Fine-Tuning Llama 3.2 for BRD Extraction

Fine-Tuning Llama 3.2 for BRD Extraction

A production-ready system that fine-tunes Llama 3.2 1B to extract structured project estimations from Business Requirements Documents using QLoRA and synthetic data generation.

Machine LearningLLMFine-TuningNLPPythonQLoRAPyTorch

The Challenge

In enterprise project management, Business Requirements Documents (BRDs) contain critical project estimation data - effort hours, timelines, and costs - buried within lengthy unstructured text. Manually extracting this information is time-consuming and error-prone, making it difficult to analyze project patterns or build predictive models at scale.

The challenge was to build an intelligent extraction system that could:

  • Parse unstructured BRD documents with varying formats
  • Extract three key fields: Effort Hours, Timeline (Weeks), and Cost (USD)
  • Generate validated, structured JSON outputs
  • Run efficiently on consumer hardware without GPU requirements

The Approach

I built a specialized extraction system by fine-tuning Meta's Llama 3.2 1B model using state-of-the-art parameter-efficient techniques. The approach consisted of four key phases:

1. Synthetic Data Generation

Since no public BRD dataset exists, I generated 1,200+ synthetic training examples using Claude/GPT-4, covering diverse industries and project types. Each document included ground-truth labels for supervised learning, ensuring full control over data quality and balance.
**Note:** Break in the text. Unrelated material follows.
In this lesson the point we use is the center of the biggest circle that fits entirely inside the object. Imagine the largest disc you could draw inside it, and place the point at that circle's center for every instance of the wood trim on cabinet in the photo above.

2. Parameter-Efficient Fine-Tuning

I leveraged QLoRA (Quantized Low-Rank Adaptation) to make training feasible on CPU:

  • 8-bit quantization reduced memory footprint by 75%
  • LoRA adapters trained only ~0.5-2% of model parameters
  • Gradient accumulation achieved effective batch size of 32
  • Training completed in 12-24 hours on Intel MacBook Pro (or 1-2 hours on free Colab T4 GPU)

3. Type-Safe Output Validation

Integrated Pydantic schemas for production-ready extraction:

  • Automatic type coercion and validation
  • Custom business logic validators
  • Clear error handling for malformed outputs
  • Reliable data contracts for downstream systems

4. Comprehensive Evaluation Pipeline

Built multi-metric evaluation framework comparing base vs fine-tuned models:

  • Exact match accuracy
  • Field-level MAE, RMSE, and R² scores
  • Error analysis and visualization
  • A/B testing on unseen examples

Technical Implementation

Core Technologies:

  • Model: Meta Llama 3.2 1B (via Hugging Face Transformers)
  • Fine-Tuning: QLoRA with PEFT, TRL, and bitsandbytes
  • Validation: Pydantic 2.x with custom validators
  • Framework: PyTorch with Accelerate
  • Data: Synthetic generation with Claude API
  • Interface: Interactive Gradio demo

Key Training Parameters:

LoRA Rank: 8
LoRA Alpha: 16
Learning Rate: 2e-4
Batch Size: 1 (gradient accumulation: 32)
Epochs: 3
Max Sequence Length: 2048
Quantization: 8-bit

The project includes 7 structured Jupyter notebooks covering the complete pipeline from setup through deployment, with production-ready code and comprehensive documentation.

Results & Learnings

Performance Metrics

The fine-tuned model dramatically outperformed the base model:

Metric Base Model Fine-Tuned Improvement
Valid JSON Rate ~30% ~95% +65%
Exact Match ~5% ~75% +70%
Field Accuracy (±10%) ~40% ~85% +45%

Field-level precision showed strong predictive power:

  • Effort Hours: MAE ~45 hrs, R² 0.92
  • Timeline: MAE ~1.2 weeks, R² 0.88
  • Cost: MAE ~$5,500, R² 0.90

Key Learnings

  1. CPU Fine-Tuning is Viable: QLoRA enables training billion-parameter models on consumer hardware, democratizing LLM customization

  2. Parameter Efficiency Works: Training only 0.5-2% of parameters achieved 70%+ accuracy improvements while keeping adapter weights under 50MB

  3. Synthetic Data Solves Cold Start: High-quality synthetic data generation overcomes the lack of specialized training datasets

  4. Type Safety is Critical: Pydantic validation transforms unreliable LLM outputs into production-ready structured data

  5. Optimization Matters: Techniques like gradient checkpointing, 8-bit quantization, and gradient accumulation make the difference between feasible and infeasible training

Future Extensions

This approach generalizes to other structured extraction tasks including contract analysis, invoice processing, resume parsing, and medical record extraction. Potential improvements include grammar-constrained generation, confidence scoring, and reasoning explanations for extractions.

Impact

This project demonstrates end-to-end MLOps proficiency including model selection, efficient fine-tuning, evaluation methodology, and production deployment. It showcases practical application of cutting-edge techniques (QLoRA, LoRA, quantization) to solve real business problems with limited computational resources.